The good news is that neither Texas tower is particularly mobile or quick, and neither draw a ton of fouls (Gray has attempted twice as many free throws as both Texas centers combined). Perhaps the more relevant question is how much success will Gray have scoring and rebounding over them. Where Gray is vulnerable in terms of fouls is fighting for boards down low.

If Gray fights the duo to a standstill - particularly on the glass - then Cal's advantages on the perimeter will likely carry the Bears to victory.

Can Texas pierce Cal's perimeter defense? Against Western Kentucky, Texas had extreme difficulty simply initiating their offense. When they did manage to do so things usually ended with a solid look for McGee-Stafford either directly or on a put back, but Texas turned the ball over 27% of the time.

Against Cal, Texas will be facing an even better defense in terms of perimeter ball pressure, and it should be much harder to dominate the offensive glass. For Cal, keeping the ball away from the bigs and forcing turnovers that can lead to transition opportunities will likely be a major focus.

Will either team bring solid outside shooting? Believe it or not, but Cal will be playing an NCAA tournament game as the better outside shooting team.

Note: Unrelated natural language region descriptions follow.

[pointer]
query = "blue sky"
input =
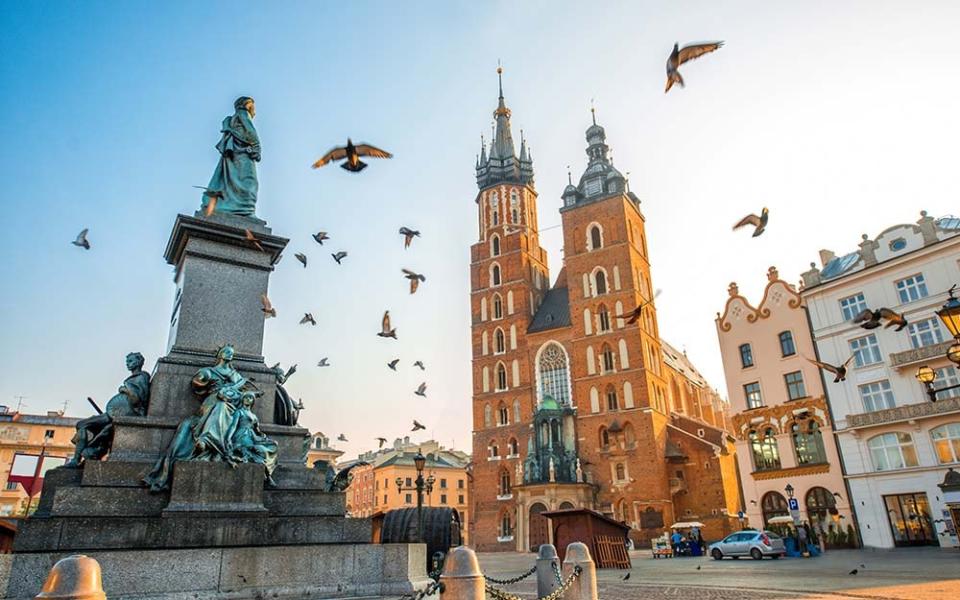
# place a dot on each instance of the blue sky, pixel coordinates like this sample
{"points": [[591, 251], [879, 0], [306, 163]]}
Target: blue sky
{"points": [[840, 117]]}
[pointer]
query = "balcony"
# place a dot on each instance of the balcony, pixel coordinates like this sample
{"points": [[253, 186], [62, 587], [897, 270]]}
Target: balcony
{"points": [[898, 360], [908, 412]]}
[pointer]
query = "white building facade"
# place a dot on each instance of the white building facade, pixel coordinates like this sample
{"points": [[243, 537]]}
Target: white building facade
{"points": [[896, 445]]}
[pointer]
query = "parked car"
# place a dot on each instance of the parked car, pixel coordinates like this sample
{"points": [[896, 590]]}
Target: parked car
{"points": [[755, 544]]}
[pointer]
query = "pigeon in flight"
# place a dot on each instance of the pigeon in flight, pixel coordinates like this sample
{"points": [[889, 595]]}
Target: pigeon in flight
{"points": [[415, 279], [759, 223], [268, 309], [839, 371], [253, 240], [82, 240], [408, 235], [634, 314], [385, 329], [871, 319], [352, 154], [685, 54]]}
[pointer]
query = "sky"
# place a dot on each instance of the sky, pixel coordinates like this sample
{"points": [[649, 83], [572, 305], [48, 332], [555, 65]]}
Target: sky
{"points": [[838, 116]]}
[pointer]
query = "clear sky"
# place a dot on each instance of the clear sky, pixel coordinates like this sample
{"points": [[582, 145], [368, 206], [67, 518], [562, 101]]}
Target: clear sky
{"points": [[839, 116]]}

On the season, Texas has shot 30.2% from three point range, 209th in the country. Cal's 31.4 isn't much better, true, but the Bears have used the three to decent effect every once in a while. The continued growth in confidence from Mercedes Jefflo has added a dimension that defenses now have to account for.

Neither team will want to settle for 3s, but I think Cal can afford to do so a bit more often.

Team effort on the glass - Against Wichita State, I said that if Cal stayed more or less even in turnovers, they would probably win without too much trouble. And sure enough, the turnover battle was close (-2 for Cal) and the Bears won, because Wichita State doesn't win without turnovers.

Texas doesn't win without lots of rebounds. They needed to pull down nearly half of the available offensive rebounds (16/35) just to barely beat Western Kentucky. If Cal can stay within shouting distance on the boards, Texas probably doesn't have the shooting and ball-handling to win in a different way.

A word on Senior Day

I don't believe it's being officially treated as such, but this will be the final game at Haas Pavilion to feature Brittany Boyd and Reshanda Gray.

Cal women's basketball has 11 total wins in program history. Boyd and Gray played in 7 of those wins. This isn't quite the time yet to get nostalgic and retrospective, but it's very hard to overstate what this duo has meant to Cal basketball.

They deserve to end their home career with one more win. More than that, they deserve to end their home career with one more big crowd of loud fans. Let's help make it a special day, Bear fans.